Friday, May 11, 2012

J P Morgan Chase's Loss

It means a lot to me that Jamie Dimon thinks this loss is stupid, avoidable and while no Volker rule had been broken, it broke the Jamie Dimon rule. There is a lot of talk that more regulation is needed. If Wall Street had understood their operations and shown the discipline described by Gillian Tett in her book Fools Gold about the J P Morgan group that initially developed many of the financial exotica out there,     then there would not have been a 2008 financial crisis.  What Jamie has to ask is what caused that discipline to falter recently?
Wall Street currently lobbies Washington against regulation making derivatives more transparent as if the obscure system in place is a sure money maker when actually it's a loser.
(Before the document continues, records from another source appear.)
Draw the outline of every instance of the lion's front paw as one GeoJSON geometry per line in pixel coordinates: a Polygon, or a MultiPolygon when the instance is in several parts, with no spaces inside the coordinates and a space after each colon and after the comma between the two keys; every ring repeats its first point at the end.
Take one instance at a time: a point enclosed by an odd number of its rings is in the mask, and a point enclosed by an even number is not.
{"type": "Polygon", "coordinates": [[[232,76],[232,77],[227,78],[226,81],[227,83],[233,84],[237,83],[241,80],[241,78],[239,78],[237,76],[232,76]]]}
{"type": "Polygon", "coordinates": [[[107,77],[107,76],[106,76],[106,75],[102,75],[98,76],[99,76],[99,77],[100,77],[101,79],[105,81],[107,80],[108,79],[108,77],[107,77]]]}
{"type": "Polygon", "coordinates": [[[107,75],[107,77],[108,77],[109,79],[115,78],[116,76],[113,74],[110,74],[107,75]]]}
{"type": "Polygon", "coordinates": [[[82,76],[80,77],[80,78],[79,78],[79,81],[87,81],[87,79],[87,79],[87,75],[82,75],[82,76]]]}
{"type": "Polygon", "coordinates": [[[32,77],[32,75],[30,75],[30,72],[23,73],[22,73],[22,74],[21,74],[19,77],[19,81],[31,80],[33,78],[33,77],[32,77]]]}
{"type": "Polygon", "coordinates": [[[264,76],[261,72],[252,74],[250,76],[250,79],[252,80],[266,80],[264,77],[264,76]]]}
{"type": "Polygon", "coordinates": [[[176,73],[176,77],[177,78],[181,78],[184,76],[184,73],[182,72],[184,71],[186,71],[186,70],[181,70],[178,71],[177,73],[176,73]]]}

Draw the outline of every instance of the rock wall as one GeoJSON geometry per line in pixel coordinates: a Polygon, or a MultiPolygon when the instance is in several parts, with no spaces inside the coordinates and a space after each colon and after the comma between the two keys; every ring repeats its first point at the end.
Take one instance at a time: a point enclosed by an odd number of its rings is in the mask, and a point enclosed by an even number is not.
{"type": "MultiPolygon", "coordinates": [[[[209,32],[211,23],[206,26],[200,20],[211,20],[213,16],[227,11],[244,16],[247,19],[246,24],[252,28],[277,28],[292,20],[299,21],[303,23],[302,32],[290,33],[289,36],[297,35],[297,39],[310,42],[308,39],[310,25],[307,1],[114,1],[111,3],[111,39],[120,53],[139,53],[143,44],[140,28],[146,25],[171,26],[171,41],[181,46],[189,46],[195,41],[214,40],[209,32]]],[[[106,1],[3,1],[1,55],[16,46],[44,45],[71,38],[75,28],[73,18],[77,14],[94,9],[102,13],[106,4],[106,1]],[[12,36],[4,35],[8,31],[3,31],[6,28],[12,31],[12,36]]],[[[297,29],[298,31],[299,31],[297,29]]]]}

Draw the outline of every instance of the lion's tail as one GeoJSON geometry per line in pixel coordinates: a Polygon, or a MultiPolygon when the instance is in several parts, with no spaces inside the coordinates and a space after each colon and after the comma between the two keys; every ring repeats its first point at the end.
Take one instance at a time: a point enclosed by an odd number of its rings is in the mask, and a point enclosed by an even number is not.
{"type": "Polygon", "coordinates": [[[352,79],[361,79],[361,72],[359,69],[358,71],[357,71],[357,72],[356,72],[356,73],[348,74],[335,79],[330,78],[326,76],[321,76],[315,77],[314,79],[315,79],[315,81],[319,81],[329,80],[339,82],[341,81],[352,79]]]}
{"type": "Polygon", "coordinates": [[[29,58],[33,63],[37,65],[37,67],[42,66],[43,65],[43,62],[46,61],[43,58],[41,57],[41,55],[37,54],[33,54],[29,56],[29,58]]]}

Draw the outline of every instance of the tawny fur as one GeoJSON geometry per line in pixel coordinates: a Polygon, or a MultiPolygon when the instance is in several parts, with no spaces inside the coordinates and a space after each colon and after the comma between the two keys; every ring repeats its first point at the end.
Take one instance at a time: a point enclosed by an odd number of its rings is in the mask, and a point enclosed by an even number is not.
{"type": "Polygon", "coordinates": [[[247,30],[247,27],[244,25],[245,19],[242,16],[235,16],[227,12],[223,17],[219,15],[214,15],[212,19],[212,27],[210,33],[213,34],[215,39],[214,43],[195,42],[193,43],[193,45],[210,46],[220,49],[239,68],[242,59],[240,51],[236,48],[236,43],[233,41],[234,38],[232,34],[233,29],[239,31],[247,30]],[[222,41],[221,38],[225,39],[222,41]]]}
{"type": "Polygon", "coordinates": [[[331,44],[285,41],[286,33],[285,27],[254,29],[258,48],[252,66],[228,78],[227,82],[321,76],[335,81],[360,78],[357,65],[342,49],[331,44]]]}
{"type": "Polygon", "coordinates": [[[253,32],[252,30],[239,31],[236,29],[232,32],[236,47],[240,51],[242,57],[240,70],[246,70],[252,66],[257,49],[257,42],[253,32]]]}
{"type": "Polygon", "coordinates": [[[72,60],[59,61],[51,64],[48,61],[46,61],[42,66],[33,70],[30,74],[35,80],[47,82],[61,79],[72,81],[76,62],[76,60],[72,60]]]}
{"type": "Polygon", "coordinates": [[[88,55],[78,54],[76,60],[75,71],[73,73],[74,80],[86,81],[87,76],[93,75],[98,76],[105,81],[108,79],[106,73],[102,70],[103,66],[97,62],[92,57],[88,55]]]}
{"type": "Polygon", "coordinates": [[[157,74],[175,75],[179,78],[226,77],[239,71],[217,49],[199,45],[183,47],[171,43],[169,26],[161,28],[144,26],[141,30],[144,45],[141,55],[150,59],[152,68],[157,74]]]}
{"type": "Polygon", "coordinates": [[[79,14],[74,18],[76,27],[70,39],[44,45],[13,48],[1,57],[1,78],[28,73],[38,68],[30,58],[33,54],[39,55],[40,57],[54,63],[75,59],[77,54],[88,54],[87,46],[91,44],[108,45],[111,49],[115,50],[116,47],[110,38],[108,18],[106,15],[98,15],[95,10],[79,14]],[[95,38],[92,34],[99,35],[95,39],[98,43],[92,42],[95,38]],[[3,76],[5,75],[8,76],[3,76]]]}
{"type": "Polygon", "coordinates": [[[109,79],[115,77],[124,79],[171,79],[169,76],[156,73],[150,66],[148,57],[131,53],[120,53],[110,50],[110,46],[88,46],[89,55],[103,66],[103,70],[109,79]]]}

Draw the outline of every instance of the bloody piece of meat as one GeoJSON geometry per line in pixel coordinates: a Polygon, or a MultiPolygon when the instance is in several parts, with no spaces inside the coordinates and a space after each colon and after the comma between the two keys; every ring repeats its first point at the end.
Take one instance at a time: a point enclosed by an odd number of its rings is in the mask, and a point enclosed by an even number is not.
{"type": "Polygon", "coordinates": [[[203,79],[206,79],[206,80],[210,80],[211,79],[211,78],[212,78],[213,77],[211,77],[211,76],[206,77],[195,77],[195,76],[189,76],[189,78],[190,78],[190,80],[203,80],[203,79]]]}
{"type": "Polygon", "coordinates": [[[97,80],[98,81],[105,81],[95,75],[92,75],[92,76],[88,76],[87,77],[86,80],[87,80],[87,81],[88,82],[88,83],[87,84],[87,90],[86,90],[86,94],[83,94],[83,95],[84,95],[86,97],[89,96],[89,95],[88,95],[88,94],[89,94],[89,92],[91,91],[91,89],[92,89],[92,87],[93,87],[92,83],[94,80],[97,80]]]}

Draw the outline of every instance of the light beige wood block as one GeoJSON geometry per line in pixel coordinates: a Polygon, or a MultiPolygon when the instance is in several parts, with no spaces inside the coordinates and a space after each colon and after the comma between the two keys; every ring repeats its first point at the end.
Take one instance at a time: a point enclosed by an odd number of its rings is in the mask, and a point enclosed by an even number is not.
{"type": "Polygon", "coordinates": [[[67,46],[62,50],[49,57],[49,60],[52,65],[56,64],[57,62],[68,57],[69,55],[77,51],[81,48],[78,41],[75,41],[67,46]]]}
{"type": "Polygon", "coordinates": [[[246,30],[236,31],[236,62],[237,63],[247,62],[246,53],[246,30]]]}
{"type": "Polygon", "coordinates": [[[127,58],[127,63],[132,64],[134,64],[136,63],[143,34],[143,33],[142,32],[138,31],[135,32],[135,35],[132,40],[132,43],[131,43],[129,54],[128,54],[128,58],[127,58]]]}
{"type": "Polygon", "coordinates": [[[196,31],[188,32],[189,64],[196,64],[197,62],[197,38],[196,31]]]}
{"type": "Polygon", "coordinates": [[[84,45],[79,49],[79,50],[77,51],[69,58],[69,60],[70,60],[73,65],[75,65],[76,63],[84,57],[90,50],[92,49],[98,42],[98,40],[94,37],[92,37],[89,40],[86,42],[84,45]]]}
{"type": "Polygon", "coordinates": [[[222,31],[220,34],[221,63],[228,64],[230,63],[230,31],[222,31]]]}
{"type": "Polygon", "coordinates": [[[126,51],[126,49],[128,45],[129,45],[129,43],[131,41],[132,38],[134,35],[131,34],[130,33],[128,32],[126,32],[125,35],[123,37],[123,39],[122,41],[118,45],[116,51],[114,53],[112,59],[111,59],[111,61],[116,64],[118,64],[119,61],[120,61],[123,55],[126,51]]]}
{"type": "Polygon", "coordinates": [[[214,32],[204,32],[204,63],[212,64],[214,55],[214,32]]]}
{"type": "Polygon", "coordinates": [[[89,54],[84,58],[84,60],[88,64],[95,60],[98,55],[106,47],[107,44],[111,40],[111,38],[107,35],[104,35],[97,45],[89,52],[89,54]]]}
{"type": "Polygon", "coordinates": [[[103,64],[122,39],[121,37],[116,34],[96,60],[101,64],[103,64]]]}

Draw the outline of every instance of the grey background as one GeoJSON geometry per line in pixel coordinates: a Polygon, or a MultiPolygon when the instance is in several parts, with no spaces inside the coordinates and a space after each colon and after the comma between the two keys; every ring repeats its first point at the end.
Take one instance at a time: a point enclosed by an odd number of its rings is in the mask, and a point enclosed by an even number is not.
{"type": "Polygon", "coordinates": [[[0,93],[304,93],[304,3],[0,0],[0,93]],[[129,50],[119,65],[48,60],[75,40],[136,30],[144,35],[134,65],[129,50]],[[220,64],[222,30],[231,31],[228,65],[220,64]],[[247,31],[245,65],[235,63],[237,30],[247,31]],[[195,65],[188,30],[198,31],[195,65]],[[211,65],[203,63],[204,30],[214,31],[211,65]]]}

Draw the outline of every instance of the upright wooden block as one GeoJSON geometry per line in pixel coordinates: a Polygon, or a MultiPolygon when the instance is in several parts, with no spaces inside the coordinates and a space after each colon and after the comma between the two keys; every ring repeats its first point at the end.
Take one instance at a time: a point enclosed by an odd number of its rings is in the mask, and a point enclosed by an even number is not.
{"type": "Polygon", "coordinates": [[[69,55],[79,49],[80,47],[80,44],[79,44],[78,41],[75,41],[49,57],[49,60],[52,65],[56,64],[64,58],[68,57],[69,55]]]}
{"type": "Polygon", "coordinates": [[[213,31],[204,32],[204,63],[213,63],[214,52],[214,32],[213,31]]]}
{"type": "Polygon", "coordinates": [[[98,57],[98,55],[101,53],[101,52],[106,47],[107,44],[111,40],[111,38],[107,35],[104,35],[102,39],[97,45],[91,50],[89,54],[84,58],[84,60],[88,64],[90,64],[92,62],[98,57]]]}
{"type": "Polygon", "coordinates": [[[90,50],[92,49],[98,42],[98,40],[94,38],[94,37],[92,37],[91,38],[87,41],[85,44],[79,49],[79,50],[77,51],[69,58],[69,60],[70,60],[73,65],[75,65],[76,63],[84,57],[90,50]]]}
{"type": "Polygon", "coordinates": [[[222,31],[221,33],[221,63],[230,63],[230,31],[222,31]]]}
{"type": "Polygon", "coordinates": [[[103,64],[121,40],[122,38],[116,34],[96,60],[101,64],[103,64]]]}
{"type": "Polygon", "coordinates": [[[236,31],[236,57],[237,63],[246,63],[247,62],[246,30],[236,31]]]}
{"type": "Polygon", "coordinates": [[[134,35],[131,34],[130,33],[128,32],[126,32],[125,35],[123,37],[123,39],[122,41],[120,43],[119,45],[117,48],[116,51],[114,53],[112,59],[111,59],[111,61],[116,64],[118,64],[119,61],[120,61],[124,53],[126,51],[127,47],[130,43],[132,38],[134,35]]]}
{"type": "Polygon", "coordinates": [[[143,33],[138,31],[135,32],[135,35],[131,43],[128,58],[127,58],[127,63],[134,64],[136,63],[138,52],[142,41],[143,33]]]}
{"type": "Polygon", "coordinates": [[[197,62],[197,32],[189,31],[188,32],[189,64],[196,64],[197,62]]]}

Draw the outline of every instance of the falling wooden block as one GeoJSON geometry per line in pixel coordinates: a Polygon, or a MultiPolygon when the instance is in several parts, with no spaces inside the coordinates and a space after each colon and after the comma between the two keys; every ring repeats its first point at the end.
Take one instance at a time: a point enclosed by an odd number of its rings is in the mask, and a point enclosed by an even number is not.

Any bank that thinks its trading desk is adding value for its shareholders is deluding itself and does not deserve consideration as an investment.  The juice has been worked out of the system.  Today's bank proprietary desks are practicing financial masturbation. Making some heat but no issue. I think the Jeremy Irons character in the movie Margin Call had it right when he said, "I don't hear the music."
TEPCO the Japanese utility with the disastrous failure of its nuclear reactors is an example of a private entity currying favors from regulators in the name of  increasing shareholder value. The result is a total wipeout for shareholders and a staggering burden for Japan. The investment community ought to consider  bank's who want to do proprietary trading as entities destined for a total wipe out, just like TEPCO.  Regulation is sure to come, but investors should leave the TBTF banks to benign neglect because they are losers, with a capital L on their foreheads.

Thursday, May 10, 2012

The Moral Sense by James Wilson

I have to thank David Brooks for his editorial in the New York TImes for this work that re-assures me that my libertarian  philosophy is not a point of view that can only mean chaos.  When I tell people I am against drug laws the normal reaction is that I am for a drug crazed chaotic society.  I think Wilson's argument shows that there are built in as well as taught self regulating actors within us that hold us back from chaos and in general make us civil.  Laws may codify but not modify accepted behavior so that a law against murder will get almost complete compliance while in many parts doing some weed won't.  His work takes you beyond the economic equation that some assume we make where behavior is always calculation of risk (punishment) versus reward (pleasure).  I don't do dope. It's a matter of self preservation which is the basis of my conservative lifestyle, if not thought.
Wilson's title is also appropriate for this NTBTF blog since what we are against is Wall Street's loss of Moral Sense as described by Greg Smith's "Why I am Leaving Goldman Sachs."  When a sense of fair dealing is broken in society, it sows the seeds of revolution.